The goal of this paper is not to fix all the issues in teaching argument writing. In general, the public agrees that our school systems, and particular the teaching of writing, is often ineffective. However, “literary statistics, however, tell us that the public’s expectations are unrealistic” (Dornan, R. W., Rosen, L. M., & Wilson, M. J., 2003). The reality is that education is a much more complicated system than to be able to fix with one paper or one idea: “given the complicated and diverse network of teachers, textbooks, students and administrative concerns, American schools as a whole are powerfully resistant to change. Some teachers and school systems might experiment with reading and writing pedagogies, but few reforms will be adopted wholesale because one size does not fit all” (Dornan et al., 2003). Unlike a more monetary-based field such as engineering or business, education is based on people. Every student needs something different in order to succeed, and even the best teaching method in the world is not going to work for everyone.
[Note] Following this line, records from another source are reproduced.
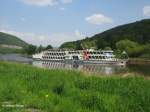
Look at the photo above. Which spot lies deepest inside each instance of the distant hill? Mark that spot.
(7, 39)
(138, 32)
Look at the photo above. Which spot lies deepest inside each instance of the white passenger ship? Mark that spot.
(80, 56)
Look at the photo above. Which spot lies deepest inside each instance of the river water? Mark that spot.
(88, 68)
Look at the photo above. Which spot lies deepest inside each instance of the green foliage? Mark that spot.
(30, 49)
(48, 47)
(133, 49)
(4, 50)
(70, 91)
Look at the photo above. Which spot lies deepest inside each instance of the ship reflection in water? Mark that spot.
(87, 68)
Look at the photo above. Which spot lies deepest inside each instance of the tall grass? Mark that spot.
(70, 91)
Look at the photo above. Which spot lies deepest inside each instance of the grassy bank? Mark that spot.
(70, 91)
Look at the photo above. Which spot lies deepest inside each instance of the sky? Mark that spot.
(43, 22)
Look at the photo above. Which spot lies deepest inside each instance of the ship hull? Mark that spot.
(102, 62)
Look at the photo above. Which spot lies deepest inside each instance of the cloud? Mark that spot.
(146, 11)
(98, 19)
(66, 1)
(55, 39)
(79, 34)
(43, 3)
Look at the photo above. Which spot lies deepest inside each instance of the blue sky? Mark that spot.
(56, 21)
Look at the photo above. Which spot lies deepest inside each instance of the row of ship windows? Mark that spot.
(44, 57)
(55, 53)
(98, 57)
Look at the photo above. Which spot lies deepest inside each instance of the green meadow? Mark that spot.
(43, 90)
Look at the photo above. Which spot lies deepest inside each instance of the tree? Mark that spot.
(132, 48)
(31, 49)
(48, 47)
(101, 43)
(40, 48)
(78, 45)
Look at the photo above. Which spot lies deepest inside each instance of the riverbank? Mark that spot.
(25, 88)
(138, 61)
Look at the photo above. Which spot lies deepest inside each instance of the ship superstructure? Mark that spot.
(82, 56)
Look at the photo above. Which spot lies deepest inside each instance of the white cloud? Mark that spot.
(98, 19)
(62, 9)
(55, 39)
(45, 2)
(66, 1)
(146, 11)
(79, 34)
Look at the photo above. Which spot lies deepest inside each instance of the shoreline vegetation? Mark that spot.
(24, 88)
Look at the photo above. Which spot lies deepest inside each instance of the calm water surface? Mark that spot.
(88, 68)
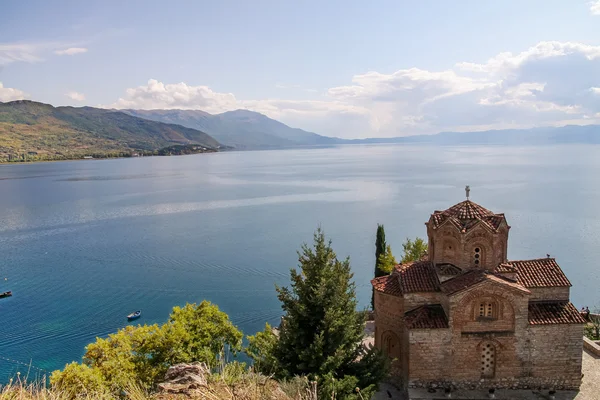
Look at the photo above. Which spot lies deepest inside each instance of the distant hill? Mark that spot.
(583, 134)
(241, 129)
(41, 131)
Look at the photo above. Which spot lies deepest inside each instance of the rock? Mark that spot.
(182, 378)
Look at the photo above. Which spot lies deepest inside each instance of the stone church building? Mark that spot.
(467, 317)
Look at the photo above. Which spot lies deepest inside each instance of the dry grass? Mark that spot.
(247, 387)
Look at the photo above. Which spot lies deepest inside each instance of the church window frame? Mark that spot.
(485, 309)
(489, 357)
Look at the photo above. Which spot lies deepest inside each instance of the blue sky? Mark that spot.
(341, 68)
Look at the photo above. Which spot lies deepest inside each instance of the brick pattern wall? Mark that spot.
(556, 352)
(389, 316)
(550, 293)
(526, 356)
(449, 245)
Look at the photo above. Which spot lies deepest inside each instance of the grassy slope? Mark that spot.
(67, 132)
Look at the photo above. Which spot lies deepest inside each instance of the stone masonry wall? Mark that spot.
(429, 353)
(556, 352)
(551, 293)
(449, 245)
(389, 321)
(414, 300)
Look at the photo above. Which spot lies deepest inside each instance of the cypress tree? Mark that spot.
(321, 332)
(380, 248)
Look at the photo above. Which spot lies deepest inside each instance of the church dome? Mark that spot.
(466, 215)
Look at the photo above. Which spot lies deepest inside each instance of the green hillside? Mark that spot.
(37, 131)
(241, 129)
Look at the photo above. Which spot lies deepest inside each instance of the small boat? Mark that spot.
(134, 315)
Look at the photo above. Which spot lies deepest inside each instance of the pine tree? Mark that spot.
(414, 250)
(321, 332)
(380, 249)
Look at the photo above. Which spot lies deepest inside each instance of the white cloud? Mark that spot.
(551, 83)
(75, 96)
(34, 51)
(13, 52)
(156, 94)
(10, 94)
(70, 51)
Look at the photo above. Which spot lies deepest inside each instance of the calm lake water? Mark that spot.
(84, 243)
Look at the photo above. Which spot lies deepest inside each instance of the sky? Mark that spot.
(349, 69)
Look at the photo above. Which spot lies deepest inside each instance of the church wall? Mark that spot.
(448, 244)
(510, 310)
(414, 300)
(389, 325)
(429, 352)
(551, 293)
(556, 352)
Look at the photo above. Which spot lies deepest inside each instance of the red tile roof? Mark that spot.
(387, 284)
(466, 215)
(473, 277)
(431, 316)
(418, 276)
(543, 272)
(559, 312)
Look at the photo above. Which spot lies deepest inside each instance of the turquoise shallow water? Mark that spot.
(84, 243)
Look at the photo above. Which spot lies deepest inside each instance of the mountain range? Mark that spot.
(43, 132)
(241, 129)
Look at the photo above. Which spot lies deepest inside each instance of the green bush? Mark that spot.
(142, 354)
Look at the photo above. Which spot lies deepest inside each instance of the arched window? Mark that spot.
(390, 344)
(488, 360)
(485, 309)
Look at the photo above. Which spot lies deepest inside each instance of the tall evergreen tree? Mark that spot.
(380, 249)
(321, 332)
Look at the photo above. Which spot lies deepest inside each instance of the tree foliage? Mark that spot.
(142, 354)
(321, 332)
(387, 261)
(380, 248)
(414, 250)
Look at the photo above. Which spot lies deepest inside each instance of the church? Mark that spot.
(466, 317)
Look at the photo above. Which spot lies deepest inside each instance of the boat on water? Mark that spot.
(134, 315)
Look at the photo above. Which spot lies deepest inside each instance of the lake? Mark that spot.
(85, 243)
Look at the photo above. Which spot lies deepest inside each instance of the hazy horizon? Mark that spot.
(342, 69)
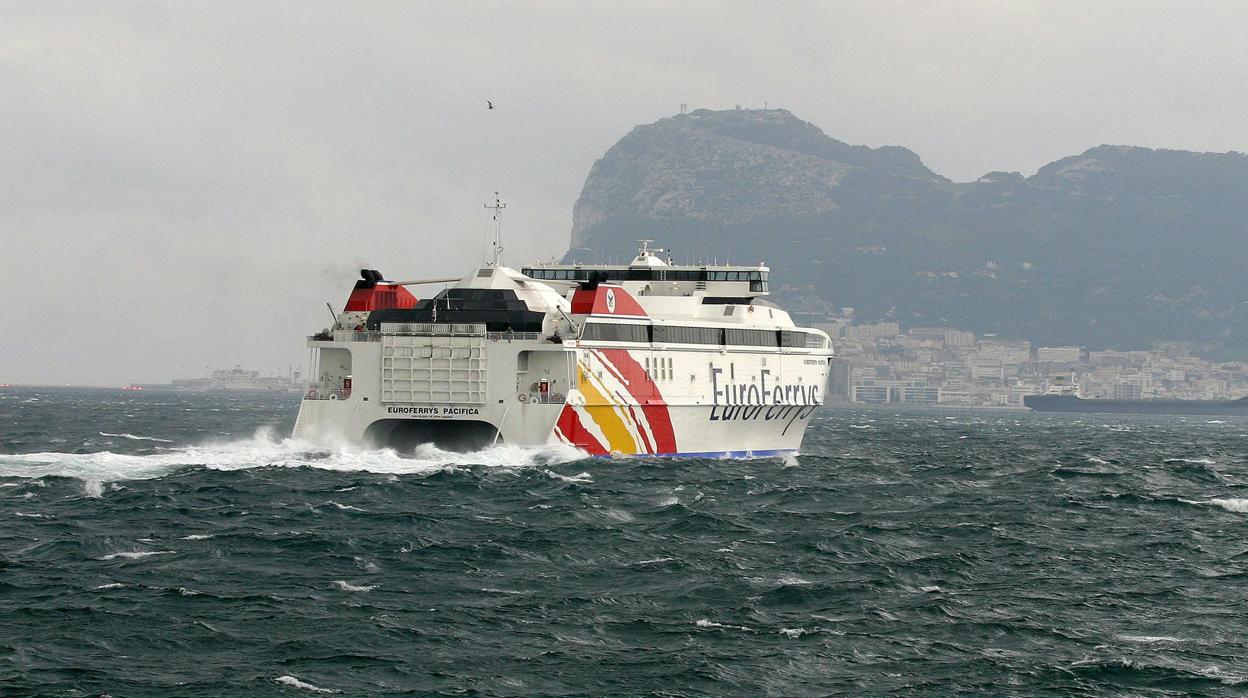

While the government has tried, “one educational reform in literacy cannot possibly be appropriate for every school district because the various regions of the country have their own economic and cultural needs and their needs are complex” (Dornan et al., 2003).
What the Goal Is
The goal of this paper is to simply provide teachers with some resources that they can add to their library to continue to help more and more increasingly ethnically, culturally and learning stylistically diverse students, in the hopes that over time, each teacher will develop what works for them and for their students to create the most student interest and success possible.